(Note: The following work was submitted to partially fulfill course requirements of ‘The First World War in Perspective’ at University of Oxford Department of Continuing Education, fall semester, 2014.)
Condemnation of Field Marshal Sir Douglas Haig for the exorbitant loss of men under his command along the Western Front during the First World War is understandable but unwarranted. This war, the first major global conflict of the Twentieth Century, was characterized by evolving, devastating weaponry (artillery, machine guns, gas) of which the deployment of and use amid vast fronts was new not only to all commanders in the field but to those answerable to at home; British Prime Minister Lloyd George, the War Office, and both British public and press in this instance.
Haig’s relationship with Lloyd George, George a staunch ‘easterner’ who believed that victory was impossible in the west but obtainable “in the Eastern theatre of operations,” proved to be difficult in his quest for victory on the western front. As a predominantly defensive war, decisions were to be reached through costly offensive strategies which had to result in excessive loss of infantry. Haig was not the only field commander to suffer this legacy; Germany lost approximately 500,000 men during the second Battle of the Somme in 1916.
Haig’s dilemma of ‘old school’ leadership during the First World War owes not only to the changing nature of warfare in 1914, but his approach to war fighting which was forged during the (Second) Boer War. It was not that cavalry had little place on the Western Front; it was Haig’s tactic of infantry leading the way for cavalry that was outdated. Gerard J. DeGroot in Haig: A Re-Appraisal 80 Years On writes that
Aside from the difference in rank, the Haig who returned from war in 1902 was essentially the same Haig who went to war in 1914. While he and his co-religionists argued the merits of antique weapons and tactics, their minds were diverted from studying the implications of technological developments upon military science. This was unfortunate, for the Army, if not for Haig. He had many of the qualities of greatness. His unemotional, conservative nature was suited to crisis. His courage and devotion to his men and to his profession cannot be questioned. He was capable of clear thinking and decisive action. Nor was he unintelligent—as those who seek an easy explanation for the carnage of the Great War have often claimed. But a good commander was weakened by an irrational adherence to outdated doctrine.

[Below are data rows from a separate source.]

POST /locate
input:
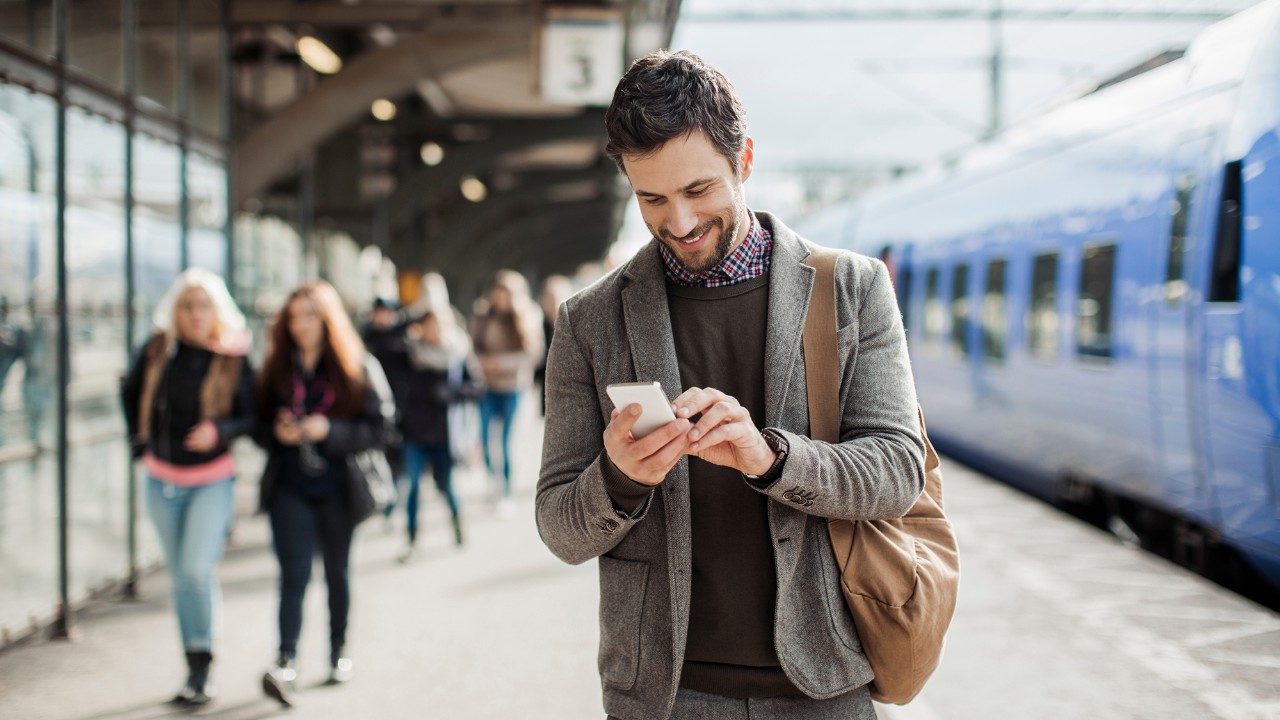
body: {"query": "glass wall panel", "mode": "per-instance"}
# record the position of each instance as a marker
(156, 228)
(158, 53)
(268, 265)
(28, 511)
(28, 23)
(97, 463)
(206, 67)
(206, 197)
(96, 42)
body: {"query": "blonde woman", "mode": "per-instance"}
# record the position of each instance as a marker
(190, 393)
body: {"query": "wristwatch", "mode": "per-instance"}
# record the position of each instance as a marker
(777, 443)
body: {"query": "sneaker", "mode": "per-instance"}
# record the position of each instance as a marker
(341, 670)
(278, 682)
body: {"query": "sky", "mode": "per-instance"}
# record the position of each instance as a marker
(844, 101)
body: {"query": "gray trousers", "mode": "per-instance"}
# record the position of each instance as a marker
(693, 705)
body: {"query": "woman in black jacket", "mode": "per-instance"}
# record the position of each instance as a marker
(190, 393)
(323, 402)
(442, 368)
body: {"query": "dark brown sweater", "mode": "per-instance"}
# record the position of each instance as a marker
(720, 343)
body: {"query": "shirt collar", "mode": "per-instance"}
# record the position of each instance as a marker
(749, 260)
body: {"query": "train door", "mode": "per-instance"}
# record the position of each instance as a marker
(1242, 350)
(1173, 356)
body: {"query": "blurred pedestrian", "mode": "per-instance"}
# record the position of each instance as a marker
(187, 395)
(323, 400)
(556, 290)
(722, 518)
(384, 340)
(439, 352)
(508, 341)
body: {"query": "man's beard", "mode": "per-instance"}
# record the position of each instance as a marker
(723, 244)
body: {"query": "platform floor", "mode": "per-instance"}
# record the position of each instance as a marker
(1056, 620)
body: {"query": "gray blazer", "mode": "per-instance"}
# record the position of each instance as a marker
(620, 331)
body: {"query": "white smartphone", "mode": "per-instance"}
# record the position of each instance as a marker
(656, 409)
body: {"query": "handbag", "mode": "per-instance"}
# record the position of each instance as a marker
(900, 577)
(370, 484)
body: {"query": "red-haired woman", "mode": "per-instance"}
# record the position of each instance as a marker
(507, 336)
(323, 400)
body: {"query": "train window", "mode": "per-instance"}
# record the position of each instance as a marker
(1175, 286)
(1093, 309)
(1042, 313)
(960, 309)
(935, 317)
(993, 313)
(1224, 283)
(904, 295)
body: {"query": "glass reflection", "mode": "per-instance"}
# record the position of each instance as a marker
(206, 213)
(28, 513)
(158, 53)
(156, 232)
(97, 466)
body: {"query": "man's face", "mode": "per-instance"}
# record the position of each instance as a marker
(691, 200)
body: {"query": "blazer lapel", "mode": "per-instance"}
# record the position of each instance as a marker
(653, 352)
(790, 287)
(649, 335)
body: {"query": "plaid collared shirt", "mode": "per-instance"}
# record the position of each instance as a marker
(748, 261)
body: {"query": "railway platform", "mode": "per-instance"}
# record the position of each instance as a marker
(1056, 620)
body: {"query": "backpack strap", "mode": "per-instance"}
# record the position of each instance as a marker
(821, 355)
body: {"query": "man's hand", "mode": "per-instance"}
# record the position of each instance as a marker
(725, 434)
(649, 459)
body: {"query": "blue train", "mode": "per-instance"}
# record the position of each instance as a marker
(1093, 300)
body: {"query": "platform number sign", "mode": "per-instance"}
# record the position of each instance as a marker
(581, 59)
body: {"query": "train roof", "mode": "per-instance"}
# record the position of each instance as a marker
(1224, 54)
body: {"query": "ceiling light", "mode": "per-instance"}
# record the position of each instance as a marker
(383, 109)
(318, 55)
(474, 190)
(432, 154)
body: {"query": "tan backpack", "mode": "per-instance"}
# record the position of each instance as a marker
(900, 578)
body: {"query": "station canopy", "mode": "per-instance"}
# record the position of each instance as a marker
(458, 136)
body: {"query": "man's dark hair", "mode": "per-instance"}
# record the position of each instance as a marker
(667, 95)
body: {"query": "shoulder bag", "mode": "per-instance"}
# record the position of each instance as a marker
(900, 577)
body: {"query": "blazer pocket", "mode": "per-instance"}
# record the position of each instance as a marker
(837, 607)
(622, 592)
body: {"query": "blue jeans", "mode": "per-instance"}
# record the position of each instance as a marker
(501, 405)
(192, 524)
(416, 458)
(298, 525)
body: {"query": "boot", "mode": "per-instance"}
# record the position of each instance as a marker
(278, 682)
(341, 669)
(197, 691)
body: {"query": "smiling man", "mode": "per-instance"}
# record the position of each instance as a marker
(718, 595)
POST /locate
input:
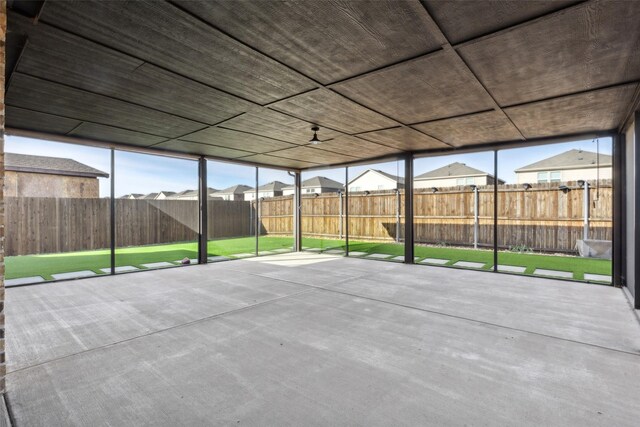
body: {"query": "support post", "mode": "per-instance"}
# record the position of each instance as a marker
(346, 211)
(340, 201)
(203, 214)
(398, 206)
(619, 208)
(408, 210)
(633, 222)
(475, 216)
(112, 213)
(257, 215)
(297, 213)
(3, 33)
(585, 211)
(495, 210)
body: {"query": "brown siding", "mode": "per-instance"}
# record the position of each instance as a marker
(26, 184)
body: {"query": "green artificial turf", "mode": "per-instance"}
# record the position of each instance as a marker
(46, 265)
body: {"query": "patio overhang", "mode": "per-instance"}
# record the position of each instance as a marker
(245, 81)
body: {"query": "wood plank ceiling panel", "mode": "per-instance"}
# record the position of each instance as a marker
(429, 88)
(594, 45)
(61, 57)
(237, 140)
(161, 34)
(463, 20)
(481, 128)
(274, 124)
(201, 149)
(356, 147)
(404, 138)
(112, 134)
(20, 118)
(279, 161)
(334, 111)
(326, 40)
(311, 154)
(33, 93)
(592, 111)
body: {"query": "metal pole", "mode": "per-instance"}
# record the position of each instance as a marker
(340, 215)
(619, 208)
(408, 210)
(112, 213)
(297, 213)
(257, 208)
(495, 210)
(346, 211)
(203, 199)
(585, 209)
(475, 217)
(398, 215)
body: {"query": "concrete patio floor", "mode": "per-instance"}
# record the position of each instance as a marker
(309, 339)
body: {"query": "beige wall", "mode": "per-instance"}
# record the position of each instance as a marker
(24, 184)
(588, 174)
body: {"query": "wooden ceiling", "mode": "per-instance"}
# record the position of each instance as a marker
(246, 80)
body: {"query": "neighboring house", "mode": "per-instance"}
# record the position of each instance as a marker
(272, 189)
(235, 192)
(132, 196)
(165, 195)
(190, 194)
(572, 165)
(453, 175)
(375, 180)
(315, 185)
(40, 176)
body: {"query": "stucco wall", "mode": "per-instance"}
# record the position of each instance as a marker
(23, 184)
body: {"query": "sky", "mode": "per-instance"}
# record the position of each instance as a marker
(144, 173)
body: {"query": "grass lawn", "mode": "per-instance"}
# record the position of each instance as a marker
(46, 265)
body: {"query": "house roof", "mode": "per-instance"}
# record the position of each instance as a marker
(452, 170)
(50, 165)
(235, 189)
(185, 193)
(270, 186)
(318, 181)
(395, 178)
(572, 159)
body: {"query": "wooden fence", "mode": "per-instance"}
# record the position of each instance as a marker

Additionally, in Haig’s defense, Great Britain had “limited resources” in 1915, which on the surface appear to support his defense early in the war. Chief among these limited resources was the shortfall of artillery shells.
As noted by historians of the Great War, Haig should not be condemned for failures without mentioning his subsequent successes. There is a ‘learning curve’, or an adaptation that takes place in every war. Again, to hold Haig to a higher standard seems unjust, but understandable given the losses. Haig’s over-aggressive tactic of “decisive breakthrough” from 1915-1917 as opposed to conservative but wiser “short advances backed by massive firepower” led many British soldiers to their deaths. The U.S. Marine Corps’ first contested amphibious assault of the Second World War at Tarawa in 1943 was comparable, in that strategy and preparedness were questioned. The American public and press were similarly shocked at the loss of life at the outset of that Pacific learning curve.
In J.P. Harris’s final summary in Douglas Haig and the First World War, he reconciles Haig’s leadership in context of the entire war, of which this essay’s stance is in agreement with. Harris concludes that Haig was not “one of history’s great generals” and at times during the Great War “not good.” Harris adds:
The Western Front 1914-1918 was a time and place that tended to make nearly all generals look inadequate. Haig was not, of course, responsible for the war, and given that the British government had decided to intervene, it was practically inevitable that hundreds of thousands of British Empire troops would die in France and Flanders before final victory was attained.
It is only proper that a new generation of historians see fit to recognize the Great War and its tragedy for what it was, and recognize that the failings of any one leader—in this case Haig—must be evaluated in its global context and entirety.
 J.P. Harris, Douglas Haig and the First World War (Cambridge, England: Cambridge University Press, 2008), 242.
 Ibid, 271.
 Brian Bond and Nigel Cave, eds., Haig: A Re-Appraisal 80 Years On. (South Yorkshire, England: Pen & Sword, 2009), Kindle Edition.
 J.P. Harris, Douglas Haig and the First World War (Cambridge, England: Cambridge University Press, 2008), 537.
 Ibid., 545-546.
 Ibid., 545
Bond, Brian and Nigel Cave, eds. Haig: A Re-Appraisal 80 Years On. South Yorkshire, England: Pen & Sword, 2009.
Harris, J.P. Douglas Haig and the First World War. Cambridge, England: Cambridge University Press, 2008.